A graduate of SUNY School of Environmental Science and Forestry, Taylor originally wanted to be a field biologist. She had several jobs after college before coming to the Friends, a position she heard about from a co-worker when she was an urban forest ranger.

“I knew I would always work outdoors,” Taylor said.

But many outdoor jobs are temporary and require a lot of moving, which makes her new stable gig that much more appealing.

“I like being settled and having a home,” Taylor said.

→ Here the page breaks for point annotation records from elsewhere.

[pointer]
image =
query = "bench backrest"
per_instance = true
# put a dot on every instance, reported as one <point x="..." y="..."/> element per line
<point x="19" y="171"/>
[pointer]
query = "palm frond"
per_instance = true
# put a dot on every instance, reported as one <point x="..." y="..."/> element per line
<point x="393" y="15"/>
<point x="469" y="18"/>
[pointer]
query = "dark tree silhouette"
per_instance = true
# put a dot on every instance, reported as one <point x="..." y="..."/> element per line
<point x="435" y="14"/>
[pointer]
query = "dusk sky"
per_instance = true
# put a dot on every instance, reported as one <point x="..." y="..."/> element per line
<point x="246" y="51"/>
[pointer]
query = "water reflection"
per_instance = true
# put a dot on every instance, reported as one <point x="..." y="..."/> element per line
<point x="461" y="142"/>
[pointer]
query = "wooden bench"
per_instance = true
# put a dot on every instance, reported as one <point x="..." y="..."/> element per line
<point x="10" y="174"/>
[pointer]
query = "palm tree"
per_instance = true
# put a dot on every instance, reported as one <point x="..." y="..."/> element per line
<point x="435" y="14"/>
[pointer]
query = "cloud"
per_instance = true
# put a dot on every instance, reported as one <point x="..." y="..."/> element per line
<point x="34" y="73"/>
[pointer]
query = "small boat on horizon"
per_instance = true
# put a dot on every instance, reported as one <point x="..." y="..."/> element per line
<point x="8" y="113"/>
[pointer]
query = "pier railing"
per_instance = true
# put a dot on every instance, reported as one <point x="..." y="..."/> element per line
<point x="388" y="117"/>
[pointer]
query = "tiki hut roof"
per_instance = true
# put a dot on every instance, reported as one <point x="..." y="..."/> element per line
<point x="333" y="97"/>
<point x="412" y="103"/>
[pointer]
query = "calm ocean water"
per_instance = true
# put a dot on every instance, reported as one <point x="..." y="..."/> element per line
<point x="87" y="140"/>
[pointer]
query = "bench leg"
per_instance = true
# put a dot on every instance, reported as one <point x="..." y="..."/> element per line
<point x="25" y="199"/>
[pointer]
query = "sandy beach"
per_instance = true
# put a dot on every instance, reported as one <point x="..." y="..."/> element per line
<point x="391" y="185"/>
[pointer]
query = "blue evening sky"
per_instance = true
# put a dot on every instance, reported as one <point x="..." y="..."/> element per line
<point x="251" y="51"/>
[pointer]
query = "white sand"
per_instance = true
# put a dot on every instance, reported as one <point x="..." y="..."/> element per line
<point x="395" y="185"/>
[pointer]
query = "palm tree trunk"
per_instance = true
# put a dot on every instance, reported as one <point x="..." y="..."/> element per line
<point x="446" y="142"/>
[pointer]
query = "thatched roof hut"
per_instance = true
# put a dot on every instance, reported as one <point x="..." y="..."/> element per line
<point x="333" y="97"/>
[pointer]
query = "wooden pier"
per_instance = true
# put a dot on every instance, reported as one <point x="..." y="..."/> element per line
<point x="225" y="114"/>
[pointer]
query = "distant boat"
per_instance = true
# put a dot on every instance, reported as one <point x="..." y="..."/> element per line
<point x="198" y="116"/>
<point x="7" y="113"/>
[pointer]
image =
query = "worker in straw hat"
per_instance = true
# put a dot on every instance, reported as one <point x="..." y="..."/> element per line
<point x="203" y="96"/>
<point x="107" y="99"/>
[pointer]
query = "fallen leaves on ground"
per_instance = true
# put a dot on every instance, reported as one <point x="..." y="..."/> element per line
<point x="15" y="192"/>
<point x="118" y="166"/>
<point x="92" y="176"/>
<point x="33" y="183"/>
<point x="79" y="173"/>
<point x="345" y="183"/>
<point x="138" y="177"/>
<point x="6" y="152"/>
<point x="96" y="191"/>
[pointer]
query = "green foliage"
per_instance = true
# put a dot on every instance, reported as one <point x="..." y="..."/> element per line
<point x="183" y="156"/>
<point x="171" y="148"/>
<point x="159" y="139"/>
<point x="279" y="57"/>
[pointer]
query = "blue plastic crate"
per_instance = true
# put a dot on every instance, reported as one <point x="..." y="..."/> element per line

In that home in Dobbs Ferry, Taylor lives with her husband of one and a half years, Stan, their cat Molly, and a turtle named Murph.

Stan works for the Department of Environmental Protection, the organization the Friends sued in 2004 in an effort to keep the water filtration plant out of the park. But Taylor said there was no tension in the relationship during that period because Stan works out of White Plains.

“He’s not at the level that makes decisions about that,” she said.

As Taylor and the Friends prepare for a busy spring full of programs and fund-raising, Taylor has a spot chosen in the park where she can get away from it all. With the exception of a few golf carts, Taylor likes the seclusion and quiet of the bridge on the John Kieran Nature Trail.

“You actually forget that you’re in the city,” she said.